Edit: It's official, the game is an H adventure: http://en.wikipedia.org/wiki/Pure_Pure_Mimi_to_Shippo_no_Monogatari
KaioShin
Guest
« Reply #11 on: December 10, 2007, 03:33:40 pm »

Good, then I want it  :angel:
Kyrael Seraphine
Guest
« Reply #12 on: December 10, 2007, 04:15:48 pm »

The artist is Sakurazawa Izumi. She (I think, at least. I don't think it's a guy, at least.) does a lot of that stuff. Pet fetish, borderline lolicon. It's her bread and butter, so to speak. It's mostly tame stuff, though.

Mostly famous, but not, for being stolen on a million DevianTART and LJ profiles by overweight yaoi fangirls, because her main character (the redhead on the cover, she re-uses that character archetype constantly) is "OMG KAWAII~!!" or so.

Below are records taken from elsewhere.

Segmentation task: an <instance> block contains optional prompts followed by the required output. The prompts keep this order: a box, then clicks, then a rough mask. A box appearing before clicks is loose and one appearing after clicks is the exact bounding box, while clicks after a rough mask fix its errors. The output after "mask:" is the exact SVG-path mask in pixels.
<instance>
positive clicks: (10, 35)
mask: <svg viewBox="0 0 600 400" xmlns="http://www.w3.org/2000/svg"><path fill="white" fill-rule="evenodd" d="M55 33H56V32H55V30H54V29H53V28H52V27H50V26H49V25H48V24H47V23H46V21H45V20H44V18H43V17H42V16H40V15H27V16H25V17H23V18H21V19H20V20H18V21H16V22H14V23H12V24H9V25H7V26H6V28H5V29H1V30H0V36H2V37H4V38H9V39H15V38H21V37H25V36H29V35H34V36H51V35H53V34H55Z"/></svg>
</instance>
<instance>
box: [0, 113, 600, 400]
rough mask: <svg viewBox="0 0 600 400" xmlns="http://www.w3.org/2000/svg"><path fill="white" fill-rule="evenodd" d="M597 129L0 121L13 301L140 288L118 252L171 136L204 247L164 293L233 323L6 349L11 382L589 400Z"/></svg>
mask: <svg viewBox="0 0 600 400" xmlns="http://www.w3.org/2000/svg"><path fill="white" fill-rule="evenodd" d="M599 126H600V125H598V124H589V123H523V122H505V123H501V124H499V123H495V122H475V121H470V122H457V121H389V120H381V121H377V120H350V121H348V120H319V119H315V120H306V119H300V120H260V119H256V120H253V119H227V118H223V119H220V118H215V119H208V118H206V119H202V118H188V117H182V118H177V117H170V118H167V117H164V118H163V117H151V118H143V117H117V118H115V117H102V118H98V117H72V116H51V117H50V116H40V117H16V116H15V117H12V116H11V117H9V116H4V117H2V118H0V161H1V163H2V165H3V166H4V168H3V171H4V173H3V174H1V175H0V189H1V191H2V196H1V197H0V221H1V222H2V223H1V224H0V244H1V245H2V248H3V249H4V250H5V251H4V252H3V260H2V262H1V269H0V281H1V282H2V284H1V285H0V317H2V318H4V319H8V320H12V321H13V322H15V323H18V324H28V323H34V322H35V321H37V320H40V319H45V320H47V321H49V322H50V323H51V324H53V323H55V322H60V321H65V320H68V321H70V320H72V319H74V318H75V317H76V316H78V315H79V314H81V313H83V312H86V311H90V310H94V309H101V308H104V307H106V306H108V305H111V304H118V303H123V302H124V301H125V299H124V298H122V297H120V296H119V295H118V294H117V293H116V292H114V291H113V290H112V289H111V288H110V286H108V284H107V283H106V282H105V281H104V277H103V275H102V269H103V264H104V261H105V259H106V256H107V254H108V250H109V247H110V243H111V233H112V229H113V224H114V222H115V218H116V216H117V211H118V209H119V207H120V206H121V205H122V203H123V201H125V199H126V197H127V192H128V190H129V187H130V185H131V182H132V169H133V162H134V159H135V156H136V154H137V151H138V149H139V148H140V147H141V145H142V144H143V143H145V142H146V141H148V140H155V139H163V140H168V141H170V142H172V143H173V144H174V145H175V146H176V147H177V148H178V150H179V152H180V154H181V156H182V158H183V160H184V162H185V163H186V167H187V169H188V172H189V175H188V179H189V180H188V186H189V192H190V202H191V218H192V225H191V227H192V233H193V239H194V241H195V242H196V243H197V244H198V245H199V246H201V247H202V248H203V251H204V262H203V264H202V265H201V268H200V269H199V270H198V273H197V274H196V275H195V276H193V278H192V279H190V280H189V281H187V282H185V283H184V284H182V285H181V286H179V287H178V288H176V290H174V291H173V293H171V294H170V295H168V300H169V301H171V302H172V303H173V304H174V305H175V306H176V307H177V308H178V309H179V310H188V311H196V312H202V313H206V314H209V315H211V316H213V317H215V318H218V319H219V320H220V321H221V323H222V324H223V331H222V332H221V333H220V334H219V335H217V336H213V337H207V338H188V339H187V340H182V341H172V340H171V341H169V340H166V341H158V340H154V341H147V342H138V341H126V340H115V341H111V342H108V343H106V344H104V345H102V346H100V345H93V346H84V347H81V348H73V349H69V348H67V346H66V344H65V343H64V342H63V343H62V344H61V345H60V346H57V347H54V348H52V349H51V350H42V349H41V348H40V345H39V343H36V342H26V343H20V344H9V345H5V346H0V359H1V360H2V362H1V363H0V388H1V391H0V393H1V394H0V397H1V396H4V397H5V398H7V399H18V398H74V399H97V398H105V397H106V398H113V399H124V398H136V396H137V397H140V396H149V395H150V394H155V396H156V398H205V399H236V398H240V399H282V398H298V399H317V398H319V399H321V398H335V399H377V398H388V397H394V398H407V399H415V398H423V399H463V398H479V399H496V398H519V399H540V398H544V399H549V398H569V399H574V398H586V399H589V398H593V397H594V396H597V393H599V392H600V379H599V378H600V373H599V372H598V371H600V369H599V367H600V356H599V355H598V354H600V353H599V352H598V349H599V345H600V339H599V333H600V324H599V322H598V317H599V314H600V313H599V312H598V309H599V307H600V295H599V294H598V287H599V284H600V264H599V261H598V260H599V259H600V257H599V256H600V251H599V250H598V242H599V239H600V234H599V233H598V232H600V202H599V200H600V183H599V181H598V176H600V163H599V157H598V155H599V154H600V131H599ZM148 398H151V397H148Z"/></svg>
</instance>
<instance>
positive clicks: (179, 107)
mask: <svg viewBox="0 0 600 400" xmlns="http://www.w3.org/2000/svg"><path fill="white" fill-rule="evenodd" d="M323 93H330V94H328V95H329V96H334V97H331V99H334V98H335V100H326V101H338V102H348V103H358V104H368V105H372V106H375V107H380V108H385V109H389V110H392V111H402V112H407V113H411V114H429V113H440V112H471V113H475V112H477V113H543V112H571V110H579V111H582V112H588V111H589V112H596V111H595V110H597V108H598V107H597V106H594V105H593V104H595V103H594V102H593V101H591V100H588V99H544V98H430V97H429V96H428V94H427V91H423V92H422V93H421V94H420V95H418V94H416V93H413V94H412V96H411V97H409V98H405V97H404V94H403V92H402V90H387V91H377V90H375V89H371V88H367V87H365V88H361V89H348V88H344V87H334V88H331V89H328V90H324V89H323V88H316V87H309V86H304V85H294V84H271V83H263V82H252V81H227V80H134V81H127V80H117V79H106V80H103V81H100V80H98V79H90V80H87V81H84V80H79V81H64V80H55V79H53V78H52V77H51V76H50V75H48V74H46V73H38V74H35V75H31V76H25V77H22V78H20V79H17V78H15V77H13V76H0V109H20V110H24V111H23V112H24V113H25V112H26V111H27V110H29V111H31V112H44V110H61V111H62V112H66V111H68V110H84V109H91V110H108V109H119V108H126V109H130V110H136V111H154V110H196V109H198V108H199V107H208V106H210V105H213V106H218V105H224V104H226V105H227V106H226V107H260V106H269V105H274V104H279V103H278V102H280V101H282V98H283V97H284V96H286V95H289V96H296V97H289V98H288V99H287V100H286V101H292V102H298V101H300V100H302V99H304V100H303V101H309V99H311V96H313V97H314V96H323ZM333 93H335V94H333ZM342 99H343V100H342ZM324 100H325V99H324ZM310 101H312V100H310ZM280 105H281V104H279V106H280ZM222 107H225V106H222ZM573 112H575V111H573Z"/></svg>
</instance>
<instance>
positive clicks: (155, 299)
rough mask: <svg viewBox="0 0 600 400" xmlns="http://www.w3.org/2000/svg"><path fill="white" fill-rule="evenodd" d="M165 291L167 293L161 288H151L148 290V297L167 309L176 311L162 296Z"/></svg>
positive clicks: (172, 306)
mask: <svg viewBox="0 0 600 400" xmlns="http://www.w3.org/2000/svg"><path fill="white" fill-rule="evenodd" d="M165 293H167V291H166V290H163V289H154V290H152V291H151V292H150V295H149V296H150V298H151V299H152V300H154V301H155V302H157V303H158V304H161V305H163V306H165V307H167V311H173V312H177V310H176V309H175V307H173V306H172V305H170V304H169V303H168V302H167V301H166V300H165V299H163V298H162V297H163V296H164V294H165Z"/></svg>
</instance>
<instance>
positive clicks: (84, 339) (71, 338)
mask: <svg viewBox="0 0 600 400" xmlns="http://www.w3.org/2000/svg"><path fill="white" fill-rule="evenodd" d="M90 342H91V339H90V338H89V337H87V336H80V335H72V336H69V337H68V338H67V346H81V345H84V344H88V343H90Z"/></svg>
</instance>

Famous, yes, because her art is all over the more rabid areas of the internets, but not famous, because about one in every hundred of them could name the artist.

(Is it too obvious that I hate DA? Heh.)
Zirrah
Guest
« Reply #13 on: December 10, 2007, 05:27:31 pm »

On an ironic note, I made that Wiki entry...

Also, that box art wasn't the release box art. I really need to scan the release one. It's a bit less disturbing than the pre-release one.

((And as you probably already know from the Wiki entry, their names aren't Mimi or Shippo, it's Hinata, Tobari(The two on the box) and Miwa, who isn't a 耳っ子))
« Last Edit: December 10, 2007, 05:45:41 pm by Zirrah »
Zirrah
Guest
« Reply #14 on: December 10, 2007, 05:39:43 pm »

The cipher didn't seem to work, so this is looking to be more complex. The only Japanese characters that appear are シ and a small, centered dot about every five or so lines.